Evet, "Bir kavuk devrildi" böylesine.. Ellerine, sadece çıkışı olan, dönüşü olmayan bir pasaport verildi. Bir parça da dövizle yurt dışına gönderilen Osmanlı Sürgünlerinin belgesini izledik. İbretle seyrettik. Bir çoklarımızın ibret alması dileğiyle izledik.

1924'te sınırdışı olanlar.. 5O yıl sonra ülkelerine dönüş hikayeleri, bu belgesellerde var. "Acıklı, ürkütücü ve müthiş" İzmir ve Kuşadası'nda Otel Kısmet'i işletenler: "Halim Özbaş ve kızkardeşi Hanzade Sultan" Annesi Hümeyra, otel odasındaki duvarda asılı Vahdettinin resmini "Dedem" diye takdim edince, pek mana verememiştim. "Bir fantezi" kabul etmiştim. Sonra sonra öğrendim.. Bir zamanlar Bafa Gölü'nü de işletiyorlardı.

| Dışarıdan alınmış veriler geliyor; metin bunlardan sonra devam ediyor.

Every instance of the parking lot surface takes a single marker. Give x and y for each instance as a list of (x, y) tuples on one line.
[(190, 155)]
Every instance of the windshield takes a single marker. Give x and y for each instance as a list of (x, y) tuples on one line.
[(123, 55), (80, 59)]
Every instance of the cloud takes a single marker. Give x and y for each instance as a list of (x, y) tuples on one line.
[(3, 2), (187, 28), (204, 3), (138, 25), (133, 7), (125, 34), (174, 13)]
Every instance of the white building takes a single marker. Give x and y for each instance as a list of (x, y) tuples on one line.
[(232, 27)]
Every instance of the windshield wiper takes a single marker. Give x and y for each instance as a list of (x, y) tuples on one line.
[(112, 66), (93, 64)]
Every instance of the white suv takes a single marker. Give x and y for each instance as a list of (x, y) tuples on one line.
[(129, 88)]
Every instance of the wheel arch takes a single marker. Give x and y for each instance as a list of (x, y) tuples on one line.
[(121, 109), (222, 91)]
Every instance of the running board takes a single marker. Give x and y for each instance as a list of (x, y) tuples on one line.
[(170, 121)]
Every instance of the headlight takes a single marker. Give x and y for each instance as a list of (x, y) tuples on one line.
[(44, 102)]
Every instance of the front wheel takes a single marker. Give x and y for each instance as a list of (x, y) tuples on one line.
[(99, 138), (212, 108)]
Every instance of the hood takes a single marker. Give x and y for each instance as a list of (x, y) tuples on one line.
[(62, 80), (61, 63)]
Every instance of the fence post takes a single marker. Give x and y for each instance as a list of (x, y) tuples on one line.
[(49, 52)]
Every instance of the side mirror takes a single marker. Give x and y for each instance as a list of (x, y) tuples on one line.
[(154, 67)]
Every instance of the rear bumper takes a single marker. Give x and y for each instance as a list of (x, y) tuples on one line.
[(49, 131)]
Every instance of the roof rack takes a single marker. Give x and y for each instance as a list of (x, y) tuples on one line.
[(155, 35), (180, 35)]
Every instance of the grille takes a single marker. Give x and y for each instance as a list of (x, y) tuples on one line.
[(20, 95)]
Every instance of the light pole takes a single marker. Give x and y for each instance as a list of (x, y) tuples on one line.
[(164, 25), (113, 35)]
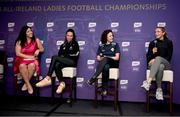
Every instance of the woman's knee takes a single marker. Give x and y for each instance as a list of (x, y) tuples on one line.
[(22, 66), (158, 58), (31, 66), (161, 67), (106, 67)]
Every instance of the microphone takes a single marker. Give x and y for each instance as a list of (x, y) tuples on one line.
[(155, 43)]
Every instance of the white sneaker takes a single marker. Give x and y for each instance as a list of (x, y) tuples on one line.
[(159, 94), (146, 85)]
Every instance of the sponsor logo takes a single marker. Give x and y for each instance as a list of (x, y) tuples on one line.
[(90, 62), (123, 82), (137, 24), (79, 79), (161, 24), (125, 44), (48, 60), (81, 43), (92, 24), (11, 24), (50, 24), (114, 24), (2, 42), (135, 63), (30, 24), (10, 59), (42, 41), (70, 24), (59, 42)]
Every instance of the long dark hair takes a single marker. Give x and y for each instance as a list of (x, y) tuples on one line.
[(104, 36), (22, 36), (74, 35), (164, 31)]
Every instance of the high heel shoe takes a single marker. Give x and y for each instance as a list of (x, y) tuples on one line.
[(24, 87), (60, 87)]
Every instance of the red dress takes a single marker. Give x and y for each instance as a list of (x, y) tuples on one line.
[(28, 49)]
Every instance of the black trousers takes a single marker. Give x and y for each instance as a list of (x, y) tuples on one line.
[(57, 64), (103, 67)]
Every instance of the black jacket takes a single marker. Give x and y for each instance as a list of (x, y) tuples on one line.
[(164, 49), (69, 50)]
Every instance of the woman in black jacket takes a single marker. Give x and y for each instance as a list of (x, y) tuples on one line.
[(158, 59), (67, 57)]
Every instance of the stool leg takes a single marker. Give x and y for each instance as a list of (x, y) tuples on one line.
[(74, 86), (71, 88), (115, 94), (147, 101), (170, 99), (53, 88), (96, 91)]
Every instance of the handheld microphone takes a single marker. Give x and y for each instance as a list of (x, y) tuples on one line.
[(155, 43)]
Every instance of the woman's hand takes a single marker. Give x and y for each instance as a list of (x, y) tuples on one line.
[(154, 50), (36, 53), (99, 58), (151, 62)]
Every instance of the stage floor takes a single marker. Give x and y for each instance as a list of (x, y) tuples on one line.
[(30, 106)]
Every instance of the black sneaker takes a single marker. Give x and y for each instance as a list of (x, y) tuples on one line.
[(91, 81), (104, 93)]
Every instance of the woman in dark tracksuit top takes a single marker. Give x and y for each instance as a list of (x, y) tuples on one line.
[(158, 58), (108, 55), (67, 57)]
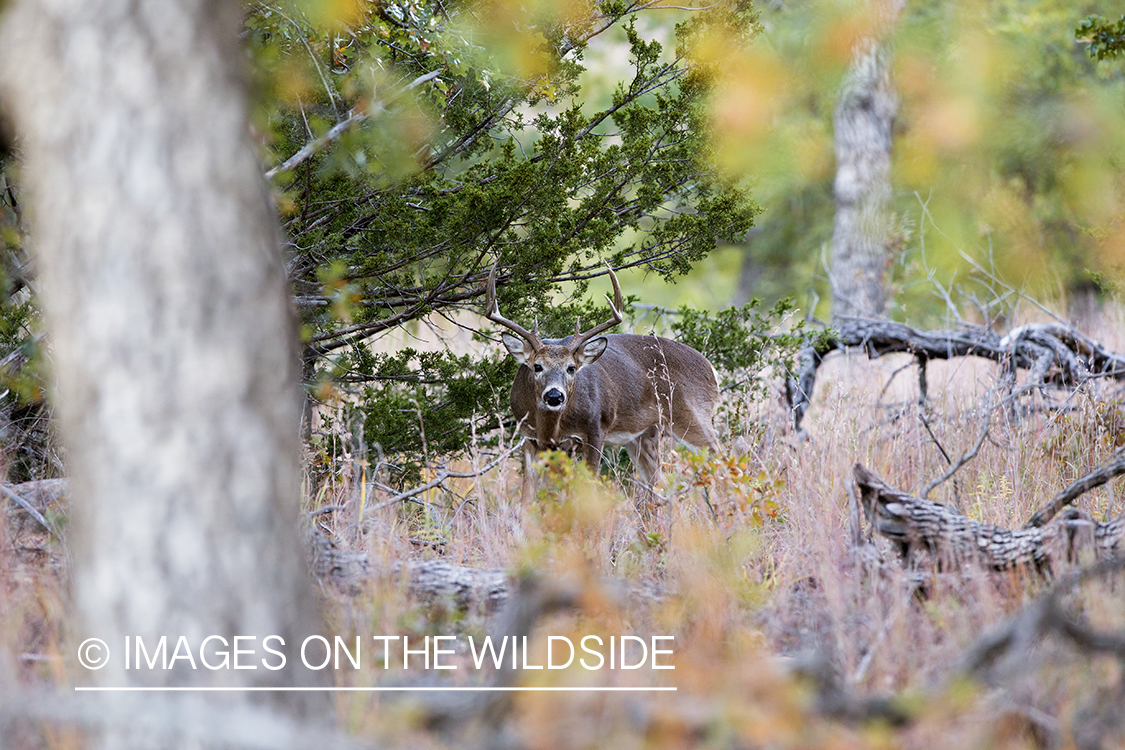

Beyzadeler, sultanlar, paşazadeler... Yanyana geldiklerinde birinin dili, diğerini tutmuyor. Ama, yaktıkları ateş aynı: "Osmanlılık" Her biri, yeryüzüne dağılmış, hepsinin de karmakarışık hikayeleri var.. Kimlik arayışları çelişkili: "Bedenim Amerika'ya ait" diyenler.. "Kim olduğuma bakıyorum. Soranlara, Lübnan kızkardeşim, Amerika annem, Türkiye ise tarihim ve kanım" diyenler.. Kimi de "Sürgünü sizler de, torunlarınıza anlatırken ne diyeceksiniz?" sualine de, "Olması gereken yerde oldu. Devletler, bazı kararlar alırlar.. Bu da zor kararlardan biri.. İmparatorlukla yolun sonuna gelinmişti.. Ulus, 'Ulus' devletini doğurdu. Sonunda Türkiye Cumhuriyeti kuruldu. Alınan en güzel karar, 'Sürgün'dü" diyebiliyorlar.. Ve devamla: "Döndüğümüzde, ülke içinde ne çok şey yaptığımızı görmek, haz verici.." de diyorlar. Ve devamla da: "Biz zengin kültüre sahibiz.. Hep masal gibi gelirdi ailemin kökü.. Ne zaman ki Topkapı ve sarayları gezdim, o zaman şoke oldum.. 'Bu kol tukta ben de oturabilirdim' diye düşündüm.."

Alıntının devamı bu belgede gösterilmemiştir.